Recommendations and Best Practices
Lawyers should always be aware of the risks associated with remote signing of documents and affidavits, including but not limited to:
- Identity theft;
- Undue influence;
- Lack of capacity;
- Leaving the client without copies of the executed documents;
- Failing to provide the client with an adequate opportunity to ask questions or request clarifying information about the documents they are executing.

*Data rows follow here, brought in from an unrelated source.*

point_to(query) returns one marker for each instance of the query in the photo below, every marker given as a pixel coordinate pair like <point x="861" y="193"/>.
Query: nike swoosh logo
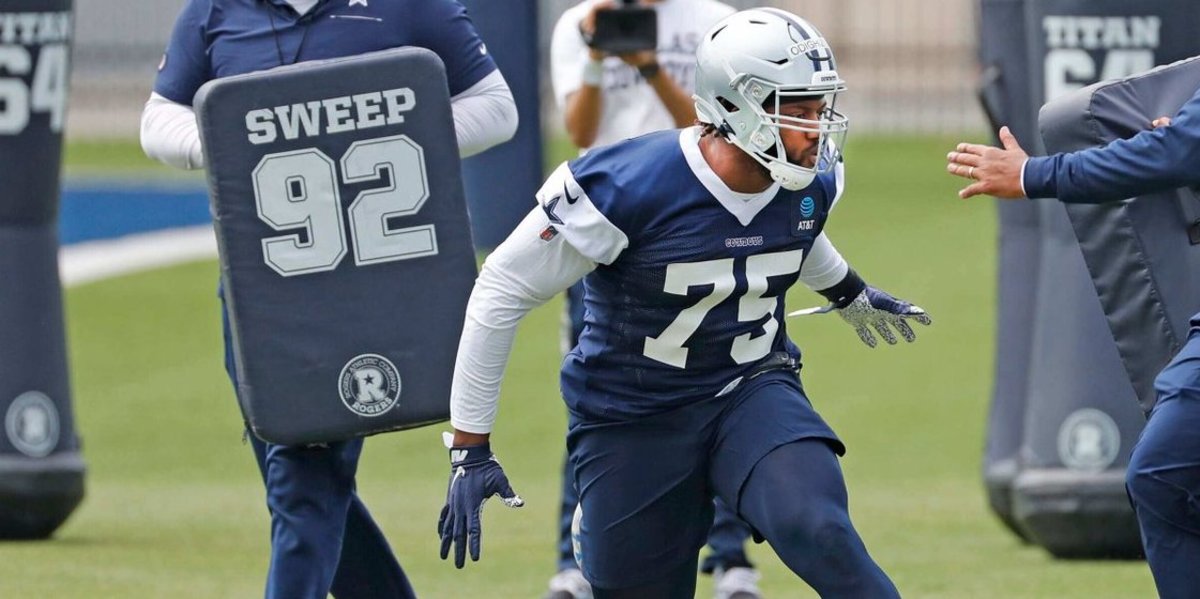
<point x="550" y="210"/>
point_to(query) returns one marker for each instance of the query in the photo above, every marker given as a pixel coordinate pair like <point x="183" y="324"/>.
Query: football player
<point x="684" y="384"/>
<point x="323" y="538"/>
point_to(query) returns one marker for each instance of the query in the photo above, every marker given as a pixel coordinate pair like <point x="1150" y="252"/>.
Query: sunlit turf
<point x="174" y="504"/>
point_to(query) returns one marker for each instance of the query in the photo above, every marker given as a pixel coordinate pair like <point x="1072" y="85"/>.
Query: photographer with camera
<point x="619" y="70"/>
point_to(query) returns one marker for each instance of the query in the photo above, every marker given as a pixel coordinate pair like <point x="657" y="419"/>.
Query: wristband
<point x="649" y="71"/>
<point x="593" y="73"/>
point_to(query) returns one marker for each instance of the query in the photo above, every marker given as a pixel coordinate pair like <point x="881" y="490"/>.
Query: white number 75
<point x="669" y="346"/>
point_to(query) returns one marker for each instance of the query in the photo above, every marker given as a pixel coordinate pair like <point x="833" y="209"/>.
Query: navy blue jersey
<point x="215" y="39"/>
<point x="689" y="293"/>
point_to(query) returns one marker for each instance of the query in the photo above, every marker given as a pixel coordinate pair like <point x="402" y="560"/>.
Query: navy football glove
<point x="474" y="477"/>
<point x="864" y="307"/>
<point x="874" y="309"/>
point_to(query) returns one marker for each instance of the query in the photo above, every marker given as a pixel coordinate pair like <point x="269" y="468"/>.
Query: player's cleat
<point x="569" y="583"/>
<point x="736" y="583"/>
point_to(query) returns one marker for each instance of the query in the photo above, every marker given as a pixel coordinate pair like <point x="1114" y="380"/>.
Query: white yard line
<point x="94" y="261"/>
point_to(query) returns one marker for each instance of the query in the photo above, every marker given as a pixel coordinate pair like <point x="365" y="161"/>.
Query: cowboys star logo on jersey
<point x="370" y="384"/>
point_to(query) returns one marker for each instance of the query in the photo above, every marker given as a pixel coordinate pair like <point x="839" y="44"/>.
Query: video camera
<point x="627" y="28"/>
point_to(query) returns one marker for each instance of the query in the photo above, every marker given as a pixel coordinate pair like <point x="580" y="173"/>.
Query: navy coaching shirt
<point x="215" y="39"/>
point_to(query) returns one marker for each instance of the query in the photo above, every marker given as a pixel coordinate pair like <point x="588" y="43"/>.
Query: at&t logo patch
<point x="33" y="424"/>
<point x="803" y="221"/>
<point x="369" y="384"/>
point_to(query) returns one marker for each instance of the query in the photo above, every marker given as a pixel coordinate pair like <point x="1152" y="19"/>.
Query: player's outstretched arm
<point x="475" y="475"/>
<point x="868" y="309"/>
<point x="169" y="133"/>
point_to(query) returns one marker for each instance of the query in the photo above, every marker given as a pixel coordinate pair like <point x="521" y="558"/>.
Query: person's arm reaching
<point x="523" y="273"/>
<point x="169" y="133"/>
<point x="1162" y="157"/>
<point x="484" y="115"/>
<point x="862" y="306"/>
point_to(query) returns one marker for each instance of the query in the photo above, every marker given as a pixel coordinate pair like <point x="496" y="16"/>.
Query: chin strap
<point x="787" y="177"/>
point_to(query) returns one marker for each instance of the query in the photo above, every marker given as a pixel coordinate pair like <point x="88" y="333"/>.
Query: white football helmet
<point x="768" y="54"/>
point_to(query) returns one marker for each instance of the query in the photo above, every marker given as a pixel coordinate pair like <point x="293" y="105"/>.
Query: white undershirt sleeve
<point x="169" y="133"/>
<point x="523" y="273"/>
<point x="825" y="267"/>
<point x="484" y="115"/>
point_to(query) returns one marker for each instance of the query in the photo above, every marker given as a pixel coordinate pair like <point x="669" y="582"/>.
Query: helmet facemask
<point x="766" y="144"/>
<point x="753" y="64"/>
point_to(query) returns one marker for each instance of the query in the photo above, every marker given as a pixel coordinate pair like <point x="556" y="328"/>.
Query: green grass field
<point x="174" y="504"/>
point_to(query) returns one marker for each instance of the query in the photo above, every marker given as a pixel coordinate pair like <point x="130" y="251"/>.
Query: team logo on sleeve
<point x="369" y="384"/>
<point x="33" y="424"/>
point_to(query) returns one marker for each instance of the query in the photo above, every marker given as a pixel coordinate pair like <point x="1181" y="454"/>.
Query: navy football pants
<point x="1164" y="474"/>
<point x="726" y="538"/>
<point x="796" y="497"/>
<point x="323" y="538"/>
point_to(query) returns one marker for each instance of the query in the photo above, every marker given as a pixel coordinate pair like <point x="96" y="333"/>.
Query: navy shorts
<point x="647" y="485"/>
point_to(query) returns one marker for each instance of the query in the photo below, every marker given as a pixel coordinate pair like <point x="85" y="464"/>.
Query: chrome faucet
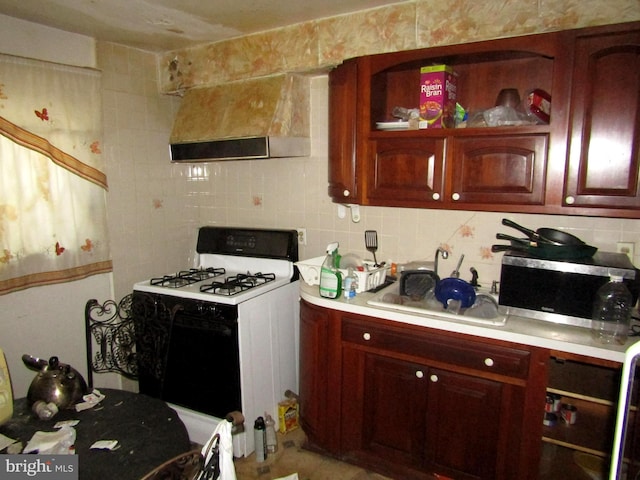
<point x="444" y="254"/>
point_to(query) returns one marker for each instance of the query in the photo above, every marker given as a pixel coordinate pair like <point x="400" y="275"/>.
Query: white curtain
<point x="52" y="187"/>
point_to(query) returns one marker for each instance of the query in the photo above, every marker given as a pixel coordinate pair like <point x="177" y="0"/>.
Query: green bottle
<point x="330" y="276"/>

Some recommended practices and safeguards include:
- Consider whether there are any indicia of fraud. If necessary, take additional steps to confirm identity or ask more detailed questions about the transaction;
- Be alert to the fact that some people may attempt to use the current circumstances and resulting confusion as an opportunity to commit fraud or other illegal acts;
- Assess whether there is a risk that the client may be subject to undue influence or duress. Lawyers should determine who is present at the remote location and their relationship to the client. If there is a risk of undue influence or duress, consider whether it is possible to assist the client at this time without meeting in-person;
- Confirm your client’s understanding about the documents they are executing and provide adequate opportunity for them to ask questions during the video conference;
- Observe others who may be physically in the room with the client during the execution and ensure that the client is alone for particularly sensitive documents where duress may be a relevant concern;
Land Titles Forms and Affidavits
When a lawyer receives documents from the client, the lawyer may sign as witness or may act as a commissioner for oaths or notary to complete an affidavit of execution sworn by a witness. The documents must disclose when the client or deponent signed remotely and the documents submitted to Land Titles should include an explanation of the circumstances surrounding their execution, and the manner in which the affidavit of execution was taken. The Ministerial Order outlines the required wording to be adopted in affidavits and sworn declarations to be filed with Land Titles.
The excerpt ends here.